Sometimes I have no difficulty enduring absence. Then I am ‘normal’: I fall in with the way ‘everyone’ endures the departure of a ‘beloved person’: I diligently obey the training by which I was very early accustomed to be separated from my mother — which nonetheless remained, at its source, a matter of suffering (not to say hysteria). I behave as a well-weaned subject; I can feed myself, meanwhile, on other things besides the maternal breast.
   This endured absence is nothing more or less than forgetfulness. I am, intermittently, unfaithful. This is the condition of my survival; for if I did not forget, I should die. The lover who doesn’t forget sometimes dies of excess, exhaustion, and tension of memory (like Werther).
[…]
   I waken out of this forgetfulness very quickly. In great haste, I reconstitute a memory, a confusion. A (classic) word comes from the body, which expresses the emotion of absence: to sigh: ‘to sigh for the bodily presence’: the two halves of the androgyne sigh for each other, as if each breath, being incomplete, sought to mingle with the other: the image of the embrace, in that it melts the two images into a single one: in amorous absence, I am, sadly, an unglued image that dries, yellows, shrivels.
   (But isn’t desire always the same, whether the object is present or absent? Isn’t the object always absent? — This isn’t the same languor: there are two words: Pothos, desire for the absent being, and Himéros, the more burning desire for the present being.)
   Endlessly I sustain the discourse of the beloved’s absence; actually a preposterous situation; the other is absent as referent, present as allocutory. This singular distortion generates a kind of insupportable present; I am wedged between two tenses, that of the reference and that of the allocution: you have gone (which I lament), you are here (since I am addressing you). Whereupon I know what the present, that difficult tense, is: a pure portion of anxiety.
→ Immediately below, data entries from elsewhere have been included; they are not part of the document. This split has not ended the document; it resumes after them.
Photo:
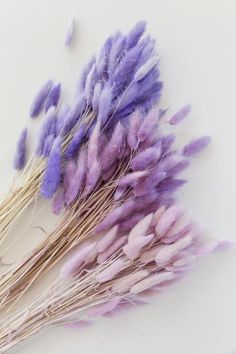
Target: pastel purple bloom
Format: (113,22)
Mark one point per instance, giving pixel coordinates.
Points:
(116,53)
(75,177)
(75,142)
(114,146)
(104,104)
(196,146)
(148,124)
(145,159)
(180,115)
(103,57)
(96,96)
(125,70)
(135,34)
(53,97)
(52,175)
(145,68)
(70,32)
(179,167)
(123,211)
(58,202)
(48,145)
(74,114)
(46,128)
(82,81)
(20,152)
(38,102)
(170,184)
(90,83)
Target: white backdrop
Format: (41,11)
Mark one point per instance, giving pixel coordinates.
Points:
(197,46)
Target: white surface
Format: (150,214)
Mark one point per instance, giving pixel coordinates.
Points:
(196,41)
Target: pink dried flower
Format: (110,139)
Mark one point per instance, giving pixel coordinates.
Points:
(151,281)
(107,239)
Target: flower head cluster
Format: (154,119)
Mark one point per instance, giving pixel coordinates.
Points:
(158,251)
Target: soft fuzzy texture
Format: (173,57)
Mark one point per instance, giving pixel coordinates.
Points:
(20,152)
(52,176)
(40,98)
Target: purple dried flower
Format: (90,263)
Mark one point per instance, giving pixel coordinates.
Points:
(37,104)
(93,144)
(196,146)
(170,184)
(50,119)
(151,281)
(111,271)
(179,167)
(131,178)
(75,179)
(166,142)
(145,68)
(74,114)
(148,124)
(180,115)
(52,175)
(93,174)
(135,34)
(76,141)
(149,183)
(90,83)
(145,159)
(130,222)
(70,32)
(123,211)
(103,57)
(125,69)
(148,50)
(167,219)
(69,173)
(61,118)
(53,97)
(133,249)
(113,148)
(134,124)
(82,81)
(20,153)
(58,202)
(117,50)
(96,96)
(48,145)
(104,104)
(102,257)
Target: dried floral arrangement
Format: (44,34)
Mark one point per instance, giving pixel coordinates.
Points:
(112,174)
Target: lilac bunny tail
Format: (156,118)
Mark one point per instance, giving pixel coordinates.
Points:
(52,175)
(20,153)
(196,146)
(38,101)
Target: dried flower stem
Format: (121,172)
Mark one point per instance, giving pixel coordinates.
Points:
(77,223)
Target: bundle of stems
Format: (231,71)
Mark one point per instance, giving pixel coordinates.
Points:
(133,174)
(113,272)
(122,77)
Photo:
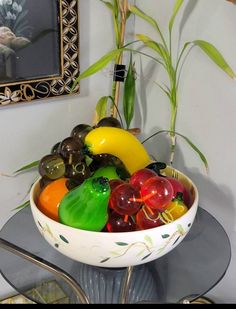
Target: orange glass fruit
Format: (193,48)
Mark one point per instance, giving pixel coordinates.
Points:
(51,196)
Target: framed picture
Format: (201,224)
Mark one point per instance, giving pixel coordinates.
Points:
(39,49)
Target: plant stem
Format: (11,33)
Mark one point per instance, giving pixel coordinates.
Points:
(172,129)
(116,85)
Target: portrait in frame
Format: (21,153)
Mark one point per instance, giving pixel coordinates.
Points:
(39,49)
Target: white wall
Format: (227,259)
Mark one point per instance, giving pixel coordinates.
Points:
(207,107)
(206,114)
   Absence persists — I must endure it. Hence I will manipulate it: transform the distortion of time into oscillation, produce rhythm, make an entrance onto the stage of language (language is born of absence: the child has made himself a doll out of a spool, throws it away and picks it up again, miming the mother’s departure and return: a paradigm is created). Absence becomes an active practice, a business (which keeps me from doing anything else); there is a creation of a fiction which has many roles (doubts, reproaches, desires, melancholies). This staging of language postpones the other’s death: a very short interval, we are told, separates the time during which the child still believes his mother to be absent and the time during which he believes her to be already dead. To manipulate absence is to extend this interval, to delay as long as possible the moment when the other might topple sharply from absence into death.
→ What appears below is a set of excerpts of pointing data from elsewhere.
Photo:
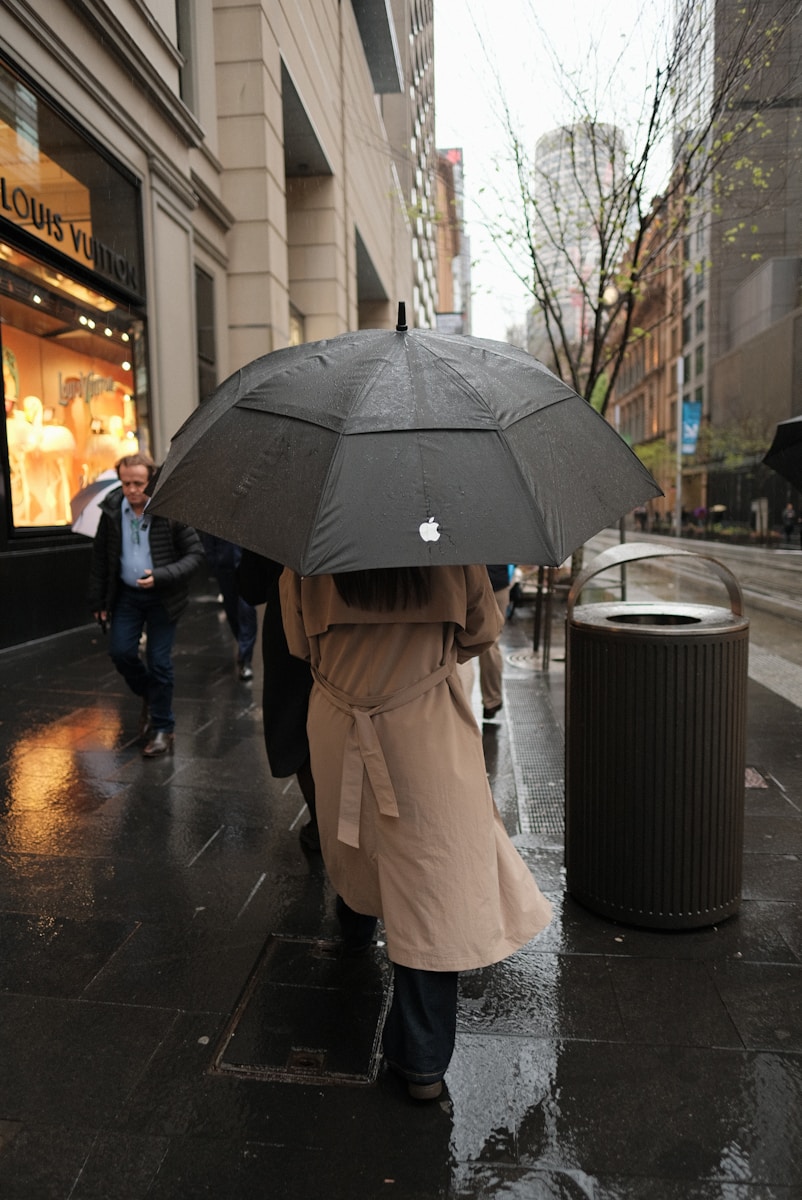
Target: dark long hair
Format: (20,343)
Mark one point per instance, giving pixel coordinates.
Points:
(385,588)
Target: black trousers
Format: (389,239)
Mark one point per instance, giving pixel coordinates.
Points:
(420,1026)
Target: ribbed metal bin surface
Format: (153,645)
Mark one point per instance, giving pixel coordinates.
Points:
(654,762)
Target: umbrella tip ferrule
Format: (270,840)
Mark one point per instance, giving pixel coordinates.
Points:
(401,328)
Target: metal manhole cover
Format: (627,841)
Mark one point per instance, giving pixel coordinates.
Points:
(538,753)
(307,1017)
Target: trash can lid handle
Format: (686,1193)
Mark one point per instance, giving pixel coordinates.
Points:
(633,551)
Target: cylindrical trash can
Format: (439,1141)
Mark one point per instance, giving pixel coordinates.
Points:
(654,753)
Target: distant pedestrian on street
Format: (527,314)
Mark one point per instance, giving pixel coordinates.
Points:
(139,582)
(223,558)
(491,663)
(408,828)
(286,685)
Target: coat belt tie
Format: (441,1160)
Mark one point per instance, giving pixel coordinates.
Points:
(363,751)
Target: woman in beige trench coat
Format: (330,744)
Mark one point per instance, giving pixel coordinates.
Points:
(408,828)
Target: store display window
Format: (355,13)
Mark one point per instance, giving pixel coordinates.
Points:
(72,329)
(69,370)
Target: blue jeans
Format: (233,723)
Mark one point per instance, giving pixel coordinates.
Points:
(135,611)
(420,1027)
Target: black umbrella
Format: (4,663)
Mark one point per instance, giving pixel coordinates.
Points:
(401,448)
(785,451)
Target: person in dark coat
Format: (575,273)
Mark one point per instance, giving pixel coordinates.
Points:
(139,580)
(286,688)
(223,559)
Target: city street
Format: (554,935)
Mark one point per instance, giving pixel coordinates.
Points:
(175,1021)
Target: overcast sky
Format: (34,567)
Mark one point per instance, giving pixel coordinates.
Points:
(610,47)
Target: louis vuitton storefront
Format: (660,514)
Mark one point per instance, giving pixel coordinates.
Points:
(73,342)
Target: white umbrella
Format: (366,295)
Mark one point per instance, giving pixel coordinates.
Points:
(85,504)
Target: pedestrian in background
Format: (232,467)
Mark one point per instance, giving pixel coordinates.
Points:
(139,582)
(223,558)
(789,521)
(408,828)
(491,664)
(286,684)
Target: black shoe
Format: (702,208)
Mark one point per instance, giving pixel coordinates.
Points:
(310,837)
(425,1091)
(161,743)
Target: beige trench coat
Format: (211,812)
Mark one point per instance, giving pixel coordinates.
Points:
(408,827)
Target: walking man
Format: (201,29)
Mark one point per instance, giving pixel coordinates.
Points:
(139,575)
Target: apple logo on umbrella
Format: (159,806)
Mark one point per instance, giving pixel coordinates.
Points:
(430,531)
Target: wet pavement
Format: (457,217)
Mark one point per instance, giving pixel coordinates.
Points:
(175,1023)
   I take a seat, alone, in a café: people come over and speak to me; I feel that I am sought after, surrounded, flattered. But the other is absent; I invoke the other inwardly to keep me on the brink of this mundane complacency, a temptation. I appeal to the other’s ‘truth’ (the truth of which the other gives me the sensation) against the hysteria of seduction into which I feel myself slipping. I make the other’s absence responsible for my worldliness: I invoke the other’s protection, the other’s return: let the other appear, take me away, like a mother who comes looking for her child, from this worldly brilliance, from this social infatuation, let the other restore to me ‘the religious intimacy, the gravity’ of the lover’s world.
   A Buddhist koan says: ‘The master holds the disciple’s head underwater for a long, long time; gradually the bubbles become fewer; at the last moment, the master pulls the disciple out and revives him: when you have craved truth as you crave air, then you will know what truth is.’
   The absence of the other holds my head underwater; gradually I drown, my air supply gives out: it is by this asphyxia that I reconstitute my ‘truth’ and that I prepare what in love is Intractable.